Explore QSS Chapter 5.2 to learn more about betweenness, centrality, closeness and degree
- The data described in the chapter can be downloaded here
For more on network visualization and analysis, you can also explore Professor Katherine Ognyanova’s website (School of Communication and Information), which has multiple tutorials about network analysis in R that you can download here

13.2.2 Additional Topics to Explore

Recall that in the beginning of the semester we looked at the venn diagram of data science from Drew Conway. Throughout the semester, we have answered substantive research questions in political science using data science approaches. We have developed our R skills, and used a little bit of math and statistics. As you go forward, you may want to add additional skills and training.

Self-Study Options

To gain additional math and statistics skills to support what you have done so far, you can review Chapter 6 of QSS for self-study. It focuses on probability. We already covered some aspects of Chapter 7 of QSS on uncertainty, but you could also review these sections as well to gain more experience with the underlying mathematical calculations that go into calculating standard errors and constructing confidence intervals.

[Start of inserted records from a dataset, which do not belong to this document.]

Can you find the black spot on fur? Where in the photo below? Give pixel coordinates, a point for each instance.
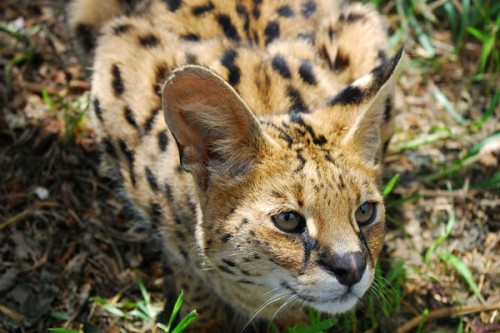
(308, 8)
(117, 82)
(97, 110)
(153, 183)
(349, 96)
(155, 213)
(226, 238)
(306, 72)
(191, 58)
(245, 282)
(191, 37)
(256, 9)
(323, 52)
(228, 262)
(177, 218)
(381, 56)
(202, 9)
(341, 182)
(184, 254)
(301, 159)
(228, 27)
(121, 29)
(309, 244)
(317, 140)
(109, 148)
(241, 10)
(163, 140)
(225, 269)
(283, 133)
(279, 64)
(168, 193)
(180, 235)
(351, 17)
(150, 121)
(129, 116)
(331, 33)
(86, 36)
(228, 60)
(341, 61)
(272, 31)
(162, 72)
(306, 36)
(285, 11)
(298, 104)
(387, 109)
(129, 155)
(149, 41)
(173, 5)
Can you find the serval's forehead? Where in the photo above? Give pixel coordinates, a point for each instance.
(294, 131)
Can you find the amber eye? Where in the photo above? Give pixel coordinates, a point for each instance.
(289, 221)
(365, 214)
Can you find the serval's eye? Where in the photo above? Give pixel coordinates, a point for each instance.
(289, 221)
(366, 214)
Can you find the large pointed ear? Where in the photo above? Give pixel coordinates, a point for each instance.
(213, 127)
(368, 95)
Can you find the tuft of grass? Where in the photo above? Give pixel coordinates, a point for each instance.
(184, 323)
(141, 313)
(440, 240)
(472, 156)
(463, 271)
(72, 113)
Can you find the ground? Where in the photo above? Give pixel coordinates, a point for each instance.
(71, 257)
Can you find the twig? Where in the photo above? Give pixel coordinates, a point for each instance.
(11, 313)
(448, 312)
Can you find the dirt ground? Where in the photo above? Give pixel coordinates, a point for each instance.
(65, 236)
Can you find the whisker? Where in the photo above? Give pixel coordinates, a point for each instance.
(263, 306)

If you want to continue to practice R outside of QSS, here are two online books to consider:

For more examples of research at the intersection of data science and social science, you can continue also to read from Bit by Bit by Matt Salganik. We read excerpts of this in the course.

Course Options

If you would like to continue studying quantitative social science, you might also consider taking courses that count toward the following programs.

Certificate in Quantitative Political Science Methods
- These include undergraduate courses in statistics, political science research methods, and other methods classes in the social sciences
- These also could include doctoral level classes in political science focused on quantitative methods, experiments, game theory, and measurement
Data Science Certificate/Minor
- In these classes, you may expand your data wrangling, collection, and programming skills and apply them to a wide range of domains.

In addition, one way to practice your skills is to complete an undergraduate thesis during your senior year.